Nous avons besoin de mesures tenant compte de la dimension hommes-femmes durant cette pandémie et par la suite pendant la phase de redressement, et appelons les États membres de l’UE à renforcer leur soutien aux lignes d’urgence nationales et aux services de conseil en ligne. Les États membres doivent veiller à ce que leurs autorités continuent de lutter contre les violences domestiques et mettent en place des fonds d’urgence directs pour les organisations qui fournissent un soutien aux victimes de violences, y compris pour les centres d’accueil et d’hébergement.
Les services de prévention et de soutien pour les victimes et les témoins de violences domestiques doivent être considérés comme une priorité et revêtir le caractère de services essentiels. Les États membres de l’UE doivent continuer à mettre en oeuvre les obligations qui leur incombent en vertu du droit de l’UE, notamment la directive sur les droits des victimes, et les droits et obligations qui découlent de la convention du Conseil de l’Europe sur la lutte contre la violence à l’égard des femmes et la violence domestique.
Nous continuerons d’agir pour mettre fin, dans toute l’Europe, aux violences à l’égard des femmes et des enfants. Nous ne laisserons pas le coronavirus nous ralentir.
Il est plus important que jamais de veiller à ce que l’égalité des sexes soit au coeur de nos travaux. Comme annoncé dans la stratégie en faveur de l’égalité entre les hommes et les femmes 2020-2025, la conclusion de l’adhésion de l’Union à la convention du Conseil de l’Europe reste une priorité.

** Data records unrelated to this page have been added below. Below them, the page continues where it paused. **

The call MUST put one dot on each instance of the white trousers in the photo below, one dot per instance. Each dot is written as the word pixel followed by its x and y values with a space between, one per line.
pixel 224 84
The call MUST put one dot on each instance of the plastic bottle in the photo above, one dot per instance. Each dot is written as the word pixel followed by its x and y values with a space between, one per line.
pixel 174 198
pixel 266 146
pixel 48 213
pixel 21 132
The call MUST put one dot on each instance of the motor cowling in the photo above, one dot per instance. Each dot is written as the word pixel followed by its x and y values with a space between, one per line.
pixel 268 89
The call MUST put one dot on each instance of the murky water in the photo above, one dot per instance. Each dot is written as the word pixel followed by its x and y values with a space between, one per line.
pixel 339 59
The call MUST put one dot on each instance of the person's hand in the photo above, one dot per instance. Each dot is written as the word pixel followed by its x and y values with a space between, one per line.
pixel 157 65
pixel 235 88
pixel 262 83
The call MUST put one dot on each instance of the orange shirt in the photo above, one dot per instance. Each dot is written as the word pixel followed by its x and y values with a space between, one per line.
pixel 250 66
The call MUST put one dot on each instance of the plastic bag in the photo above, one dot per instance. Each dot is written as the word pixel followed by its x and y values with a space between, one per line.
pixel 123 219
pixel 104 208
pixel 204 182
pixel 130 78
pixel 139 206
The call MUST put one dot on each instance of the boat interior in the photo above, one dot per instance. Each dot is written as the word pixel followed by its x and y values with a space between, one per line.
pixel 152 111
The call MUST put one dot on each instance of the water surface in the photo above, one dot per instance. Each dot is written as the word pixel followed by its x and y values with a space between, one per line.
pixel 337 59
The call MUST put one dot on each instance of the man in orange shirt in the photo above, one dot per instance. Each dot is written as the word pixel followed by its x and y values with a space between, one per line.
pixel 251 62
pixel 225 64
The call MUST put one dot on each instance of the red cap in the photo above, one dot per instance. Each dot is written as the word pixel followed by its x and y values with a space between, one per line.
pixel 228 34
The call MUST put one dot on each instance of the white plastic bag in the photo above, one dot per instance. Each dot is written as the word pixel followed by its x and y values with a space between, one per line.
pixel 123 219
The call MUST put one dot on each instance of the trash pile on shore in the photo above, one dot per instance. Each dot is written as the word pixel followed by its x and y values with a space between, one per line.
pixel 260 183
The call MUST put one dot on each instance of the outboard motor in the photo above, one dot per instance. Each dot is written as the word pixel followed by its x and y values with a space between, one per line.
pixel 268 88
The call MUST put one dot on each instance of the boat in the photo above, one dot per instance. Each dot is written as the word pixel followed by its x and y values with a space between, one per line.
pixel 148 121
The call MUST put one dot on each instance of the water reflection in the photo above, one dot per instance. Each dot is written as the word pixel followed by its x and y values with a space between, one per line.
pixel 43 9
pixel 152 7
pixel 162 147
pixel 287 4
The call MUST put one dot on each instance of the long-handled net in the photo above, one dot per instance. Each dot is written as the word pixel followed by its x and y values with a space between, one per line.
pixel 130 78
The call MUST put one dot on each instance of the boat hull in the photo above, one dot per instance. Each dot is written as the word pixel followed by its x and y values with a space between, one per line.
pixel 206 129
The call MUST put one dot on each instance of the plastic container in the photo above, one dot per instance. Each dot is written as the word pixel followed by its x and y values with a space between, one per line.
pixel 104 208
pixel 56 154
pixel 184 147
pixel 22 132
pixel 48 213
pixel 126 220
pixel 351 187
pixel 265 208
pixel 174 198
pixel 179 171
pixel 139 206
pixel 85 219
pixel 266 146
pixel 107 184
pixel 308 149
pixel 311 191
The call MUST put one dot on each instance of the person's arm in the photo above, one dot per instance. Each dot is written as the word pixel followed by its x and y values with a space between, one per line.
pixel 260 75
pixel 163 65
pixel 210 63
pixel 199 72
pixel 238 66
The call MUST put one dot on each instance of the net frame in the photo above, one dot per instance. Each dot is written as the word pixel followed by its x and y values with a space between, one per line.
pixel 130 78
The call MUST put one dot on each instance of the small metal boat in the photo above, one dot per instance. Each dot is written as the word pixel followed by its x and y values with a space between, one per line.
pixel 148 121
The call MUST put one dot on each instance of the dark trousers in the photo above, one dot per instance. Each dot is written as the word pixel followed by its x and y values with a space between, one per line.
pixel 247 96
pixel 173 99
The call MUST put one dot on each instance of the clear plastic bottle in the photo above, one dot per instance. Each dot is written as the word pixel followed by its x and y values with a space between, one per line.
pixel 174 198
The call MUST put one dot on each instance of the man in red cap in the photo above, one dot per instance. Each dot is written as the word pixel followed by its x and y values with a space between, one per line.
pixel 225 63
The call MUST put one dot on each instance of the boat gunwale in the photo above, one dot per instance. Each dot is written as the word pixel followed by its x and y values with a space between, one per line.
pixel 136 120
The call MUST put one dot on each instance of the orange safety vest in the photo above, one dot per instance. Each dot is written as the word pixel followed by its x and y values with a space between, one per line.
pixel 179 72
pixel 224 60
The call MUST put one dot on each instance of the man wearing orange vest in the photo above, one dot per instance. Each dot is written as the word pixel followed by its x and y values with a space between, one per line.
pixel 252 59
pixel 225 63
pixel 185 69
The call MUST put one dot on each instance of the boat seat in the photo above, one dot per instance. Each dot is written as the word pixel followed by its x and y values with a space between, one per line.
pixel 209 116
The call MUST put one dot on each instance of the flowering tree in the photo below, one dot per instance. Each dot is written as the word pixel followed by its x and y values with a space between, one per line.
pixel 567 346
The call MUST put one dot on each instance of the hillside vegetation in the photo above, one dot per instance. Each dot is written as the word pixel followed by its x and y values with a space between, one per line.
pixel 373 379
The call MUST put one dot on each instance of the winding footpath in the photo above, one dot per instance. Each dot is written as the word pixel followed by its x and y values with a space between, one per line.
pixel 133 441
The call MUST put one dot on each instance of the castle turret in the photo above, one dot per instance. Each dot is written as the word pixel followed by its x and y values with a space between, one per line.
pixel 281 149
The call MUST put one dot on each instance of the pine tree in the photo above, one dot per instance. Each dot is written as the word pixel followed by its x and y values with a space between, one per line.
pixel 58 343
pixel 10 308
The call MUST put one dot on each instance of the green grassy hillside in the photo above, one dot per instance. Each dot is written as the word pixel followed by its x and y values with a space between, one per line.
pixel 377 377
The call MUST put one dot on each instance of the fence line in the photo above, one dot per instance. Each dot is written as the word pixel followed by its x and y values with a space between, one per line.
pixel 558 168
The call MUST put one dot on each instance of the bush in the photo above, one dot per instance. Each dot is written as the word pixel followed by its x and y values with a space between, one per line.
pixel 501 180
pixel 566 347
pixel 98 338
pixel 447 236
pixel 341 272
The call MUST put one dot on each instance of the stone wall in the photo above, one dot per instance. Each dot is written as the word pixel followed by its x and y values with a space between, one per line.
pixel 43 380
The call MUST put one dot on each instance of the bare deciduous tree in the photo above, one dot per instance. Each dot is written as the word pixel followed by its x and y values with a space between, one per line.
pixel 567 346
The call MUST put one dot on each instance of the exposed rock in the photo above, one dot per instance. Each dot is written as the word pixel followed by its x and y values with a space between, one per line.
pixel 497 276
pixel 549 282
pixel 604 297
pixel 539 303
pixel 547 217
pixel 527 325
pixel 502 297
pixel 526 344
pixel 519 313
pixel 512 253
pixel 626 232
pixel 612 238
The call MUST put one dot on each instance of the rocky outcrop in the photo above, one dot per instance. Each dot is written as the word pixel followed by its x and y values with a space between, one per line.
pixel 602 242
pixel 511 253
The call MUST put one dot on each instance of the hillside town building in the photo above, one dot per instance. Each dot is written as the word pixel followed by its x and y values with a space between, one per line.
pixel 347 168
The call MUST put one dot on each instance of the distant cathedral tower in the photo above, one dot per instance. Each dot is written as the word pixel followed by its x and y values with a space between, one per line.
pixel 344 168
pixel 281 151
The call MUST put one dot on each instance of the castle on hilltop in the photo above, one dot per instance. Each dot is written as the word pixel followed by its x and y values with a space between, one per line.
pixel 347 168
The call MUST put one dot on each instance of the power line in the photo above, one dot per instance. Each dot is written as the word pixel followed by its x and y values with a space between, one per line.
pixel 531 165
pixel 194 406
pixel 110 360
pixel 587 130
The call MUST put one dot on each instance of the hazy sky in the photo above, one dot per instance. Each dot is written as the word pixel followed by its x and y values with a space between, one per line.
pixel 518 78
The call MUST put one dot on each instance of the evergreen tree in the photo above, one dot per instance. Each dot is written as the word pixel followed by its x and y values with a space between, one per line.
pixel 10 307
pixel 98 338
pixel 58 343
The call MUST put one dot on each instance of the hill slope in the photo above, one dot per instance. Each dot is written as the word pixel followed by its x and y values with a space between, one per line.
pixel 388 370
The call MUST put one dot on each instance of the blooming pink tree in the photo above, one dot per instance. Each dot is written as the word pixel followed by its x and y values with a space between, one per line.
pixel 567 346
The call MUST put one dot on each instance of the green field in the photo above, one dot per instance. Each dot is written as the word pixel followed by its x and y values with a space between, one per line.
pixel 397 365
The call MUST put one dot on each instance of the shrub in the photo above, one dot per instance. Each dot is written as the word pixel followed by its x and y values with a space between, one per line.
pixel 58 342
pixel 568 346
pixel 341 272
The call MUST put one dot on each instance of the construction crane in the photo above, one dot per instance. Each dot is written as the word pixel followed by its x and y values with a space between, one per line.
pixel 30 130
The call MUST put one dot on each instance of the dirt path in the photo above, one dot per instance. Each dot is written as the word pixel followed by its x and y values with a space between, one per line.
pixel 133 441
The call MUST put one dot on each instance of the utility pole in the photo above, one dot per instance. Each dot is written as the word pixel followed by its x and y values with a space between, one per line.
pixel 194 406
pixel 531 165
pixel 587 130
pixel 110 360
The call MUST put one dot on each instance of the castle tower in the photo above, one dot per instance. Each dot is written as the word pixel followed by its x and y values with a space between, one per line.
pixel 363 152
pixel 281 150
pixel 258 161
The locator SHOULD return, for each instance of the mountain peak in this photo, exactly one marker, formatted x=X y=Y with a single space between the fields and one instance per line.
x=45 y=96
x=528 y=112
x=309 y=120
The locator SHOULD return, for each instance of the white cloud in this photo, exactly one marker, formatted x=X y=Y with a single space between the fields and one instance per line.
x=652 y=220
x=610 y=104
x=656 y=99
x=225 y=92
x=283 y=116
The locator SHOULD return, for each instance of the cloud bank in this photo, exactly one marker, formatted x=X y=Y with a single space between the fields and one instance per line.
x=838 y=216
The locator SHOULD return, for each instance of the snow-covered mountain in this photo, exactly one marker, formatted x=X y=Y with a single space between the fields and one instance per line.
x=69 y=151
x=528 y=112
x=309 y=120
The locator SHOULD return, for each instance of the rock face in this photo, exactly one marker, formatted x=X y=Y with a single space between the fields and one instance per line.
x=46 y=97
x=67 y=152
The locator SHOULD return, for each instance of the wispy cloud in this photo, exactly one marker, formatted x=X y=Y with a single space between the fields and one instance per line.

Comme toujours, nous aidons les États membres à échanger leurs bonnes pratiques en matière de prévention des violences fondées sur le sexe et des violences domestiques, et nous finançons des organisations dans toute l’Europe pour réaliser des projets visant à lutter contre ce fléau, que ce soit au moyen de l’instrument européen de soutien temporaire à l’atténuation des risques de chômage en situation d’urgence (SURE), du Fonds social européen (FSE) ou des mécanismes et équipements proposés par la Commission européenne.
Cette pandémie est un test pour l’humanité. Nous devons faire preuve de solidarité les uns envers les autres. Je lance un appel: si vous soupçonnez que quelqu’un est menacé ou maltraité, que ce soit dans votre famille immédiate, dans votre famille étendue, dans votre voisinage ou peut-être dans votre cercle d’amis, contactez la police ou la ligne d’urgence de votre région.
Nous devons travailler ensemble pour apporter à la crise du coronavirus une réponse qui permette de protéger les femmes et les enfants et de faire en sorte qu’ils ne supportent pas un risque disproportionné dans le contexte de cette pandémie. Nous devons redoubler d’efforts pour apporter une réponse tenant compte de l’équilibre hommes-femmes et oeuvrer à l’éradication de la violence à l’égard des femmes et des enfants.